On Fri, Mar 20, 2026 at 4:09 PM Amber Lin <[email protected]> wrote:
>
> When allocate the hung queues memory, we need to take the number of
> queues into account for the worst hang case.
>
> Suggested-by: Jonathan Kim <[email protected]>
> Signed-off-by: Amber Lin <[email protected]>
> ---
> drivers/gpu/drm/amd/amdgpu/amdgpu_mes.c | 33 +++++++++++++++++++------
> 1 file changed, 26 insertions(+), 7 deletions(-)
>
> diff --git a/drivers/gpu/drm/amd/amdgpu/amdgpu_mes.c
> b/drivers/gpu/drm/amd/amdgpu/amdgpu_mes.c
> index 0d4c77c1b4b5..b68bf4a9cb40 100644
> --- a/drivers/gpu/drm/amd/amdgpu/amdgpu_mes.c
> +++ b/drivers/gpu/drm/amd/amdgpu/amdgpu_mes.c
> @@ -103,7 +103,7 @@ static inline u32 amdgpu_mes_get_hqd_mask(u32 num_pipe,
>
> int amdgpu_mes_init(struct amdgpu_device *adev)
> {
> - int i, r, num_pipes;
> + int i, r, num_pipes, num_queues = 0;
> u32 total_vmid_mask, reserved_vmid_mask;
> int num_xcc = adev->gfx.xcc_mask ? NUM_XCC(adev->gfx.xcc_mask) : 1;
> u32 gfx_hqd_mask =
> amdgpu_mes_get_hqd_mask(adev->gfx.me.num_pipe_per_me,
> @@ -159,7 +159,7 @@ int amdgpu_mes_init(struct amdgpu_device *adev)
> adev->mes.compute_hqd_mask[i] = compute_hqd_mask;
> }
>
> - num_pipes = adev->sdma.num_instances;
> + num_pipes = adev->sdma.num_inst_per_xcc;
> if (num_pipes > AMDGPU_MES_MAX_SDMA_PIPES)
> dev_warn(adev->dev, "more SDMA pipes than supported by MES!
> (%d vs %d)\n",
> num_pipes, AMDGPU_MES_MAX_SDMA_PIPES);
> @@ -216,8 +216,27 @@ int amdgpu_mes_init(struct amdgpu_device *adev)
> if (r)
> goto error_doorbell;
>
> + if (amdgpu_ip_version(adev, GC_HWIP, 0) >= IP_VERSION(12, 0, 0)) {
Is this 12.0 and higher or 12.1 and higher?
Alex
> + /* When queue/pipe reset is done in MES instead of in the
> + * driver, MES passes hung queues information to the driver in
> + * hung_queue_hqd_info.
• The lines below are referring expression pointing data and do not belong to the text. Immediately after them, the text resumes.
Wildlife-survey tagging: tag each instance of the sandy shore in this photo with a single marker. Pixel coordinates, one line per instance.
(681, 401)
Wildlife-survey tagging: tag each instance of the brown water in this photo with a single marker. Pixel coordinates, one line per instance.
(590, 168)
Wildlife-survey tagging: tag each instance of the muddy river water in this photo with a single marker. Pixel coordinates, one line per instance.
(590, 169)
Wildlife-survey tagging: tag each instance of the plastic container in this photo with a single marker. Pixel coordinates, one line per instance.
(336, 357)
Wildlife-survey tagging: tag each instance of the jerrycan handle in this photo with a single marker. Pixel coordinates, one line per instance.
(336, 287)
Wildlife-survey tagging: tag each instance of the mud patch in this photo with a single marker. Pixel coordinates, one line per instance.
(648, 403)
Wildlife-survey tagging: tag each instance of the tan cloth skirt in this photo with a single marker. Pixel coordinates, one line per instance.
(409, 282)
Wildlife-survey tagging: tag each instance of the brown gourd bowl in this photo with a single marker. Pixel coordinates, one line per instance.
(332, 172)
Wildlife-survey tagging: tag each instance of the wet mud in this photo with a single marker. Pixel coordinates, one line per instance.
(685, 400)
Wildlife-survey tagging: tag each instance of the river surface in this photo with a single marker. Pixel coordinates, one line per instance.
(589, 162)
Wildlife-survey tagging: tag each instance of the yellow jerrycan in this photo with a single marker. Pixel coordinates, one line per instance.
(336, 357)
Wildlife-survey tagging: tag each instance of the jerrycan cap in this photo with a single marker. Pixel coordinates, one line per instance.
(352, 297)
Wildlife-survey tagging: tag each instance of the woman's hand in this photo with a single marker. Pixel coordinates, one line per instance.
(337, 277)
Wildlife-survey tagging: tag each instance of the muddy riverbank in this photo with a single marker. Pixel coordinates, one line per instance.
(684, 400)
Calculate required space to store this
> + * information.
> + */
> + for (i = 0; i < AMDGPU_MES_MAX_GFX_PIPES; i++)
> + num_queues += hweight32(adev->mes.gfx_hqd_mask[i]);
> +
> + for (i = 0; i < AMDGPU_MES_MAX_COMPUTE_PIPES; i++)
> + num_queues +=
> hweight32(adev->mes.compute_hqd_mask[i]);
> +
> + for (i = 0; i < AMDGPU_MES_MAX_SDMA_PIPES; i++)
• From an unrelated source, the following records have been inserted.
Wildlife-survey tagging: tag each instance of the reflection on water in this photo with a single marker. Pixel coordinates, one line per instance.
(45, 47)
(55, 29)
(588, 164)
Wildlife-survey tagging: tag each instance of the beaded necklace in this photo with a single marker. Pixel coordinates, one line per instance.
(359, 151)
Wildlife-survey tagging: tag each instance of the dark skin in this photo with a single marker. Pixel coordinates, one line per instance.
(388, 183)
> + num_queues += hweight32(adev->mes.sdma_hqd_mask[i]) *
> num_xcc;
> +
> + adev->mes.hung_queue_hqd_info_offset = num_queues;
> + adev->mes.hung_queue_db_array_size = num_queues * 2;
> + }
> +
> if (adev->mes.hung_queue_db_array_size) {
> - for (i = 0; i < AMDGPU_MAX_MES_PIPES * num_xcc; i++) {
> + for (i = 0; i < AMDGPU_MAX_MES_PIPES; i++) {
> r = amdgpu_bo_create_kernel(adev,
>
> adev->mes.hung_queue_db_array_size * sizeof(u32),
> PAGE_SIZE,
> @@ -264,10 +283,10 @@ void amdgpu_mes_fini(struct amdgpu_device *adev)
> &adev->mes.event_log_cpu_addr);
>
> for (i = 0; i < AMDGPU_MAX_MES_PIPES * num_xcc; i++) {
> -
> amdgpu_bo_free_kernel(&adev->mes.hung_queue_db_array_gpu_obj[i],
> -
> &adev->mes.hung_queue_db_array_gpu_addr[i],
> -
> &adev->mes.hung_queue_db_array_cpu_addr[i]);
> -
> + if (adev->mes.hung_queue_db_array_gpu_obj[i])
> +
> amdgpu_bo_free_kernel(&adev->mes.hung_queue_db_array_gpu_obj[i],
> +
> &adev->mes.hung_queue_db_array_gpu_addr[i],
> +
> &adev->mes.hung_queue_db_array_cpu_addr[i]);
> if (adev->mes.sch_ctx_ptr[i])
> amdgpu_device_wb_free(adev,
> adev->mes.sch_ctx_offs[i]);
> if (adev->mes.query_status_fence_ptr[i])
> --
> 2.43.0
>